Getting a costly medical procedure could deflate the size of your checking account and affect your credit score. Having good health insurance can help you pay for the bill, but if you fail to pay, the debt could be sent to collections, which can stay on your credit report for a number of years. If you are smart with your finances and pay attention to all of your medical bills, you hopefully won't have to worry about any of these problems. But while not paying your bill is a common reason debt gets sent to collections, there are many other misconceptions about medical bills that can hurt your credit. Here are a few medical-bill myths that can impact your credit score:
Myth: Paying any amount will stop the debt from going to collections
While paying off your bill's balance will help you avoid collections, if you are not making an effort to pay the bill at all, the debt could be sent there. Small payments or even those made past their due dates will be seen by the hospital. If this becomes a common thing, you could be in big trouble.
To help repair credit, try setting up reminders on your phone to pay your bill or negotiate with the hospital to start a payment plan, such as one with monthly or bi-weekly installments.
Myth: Notification has to occur before the bill is sent to collections
It is important to stay on top of your bills, because the debt could be sent to collections without you even knowing it. This could be because a notification was lost in the mail or has not been processed yet. Some collection agencies may take it off your report if you pay it off immediately, but others will not be so flexible.
Myth: Medical collections are treated differently than other collections
A hospital usually doesn't report the medical bills, and they won't even show up on your credit report until they are sent to collections. Once they are sent, they will be the same as any type of collection and will still have the same affect on your credit score. According to FICO, collections could cause a score to drop around 100 points, so make sure you try to avoid this situation at all costs.

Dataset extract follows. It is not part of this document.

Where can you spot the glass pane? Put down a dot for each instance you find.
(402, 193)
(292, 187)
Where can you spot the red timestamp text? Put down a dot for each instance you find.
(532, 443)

Myth: Paying off the account will help repair your credit score
While paying off the loan can help you take care of the debt you have, you shouldn't expect your credit score to vastly improve in the process. If your bill is small, your score may not be hurt too much, but generally, collections could stay on your credit report for up to seven years. This could cause problems when you are looking to apply for a loan or new line of credit. Once you have paid off the account, contact the collections agency and see what you can do to get the mark off your credit report. This could help repair your score quicker than you think.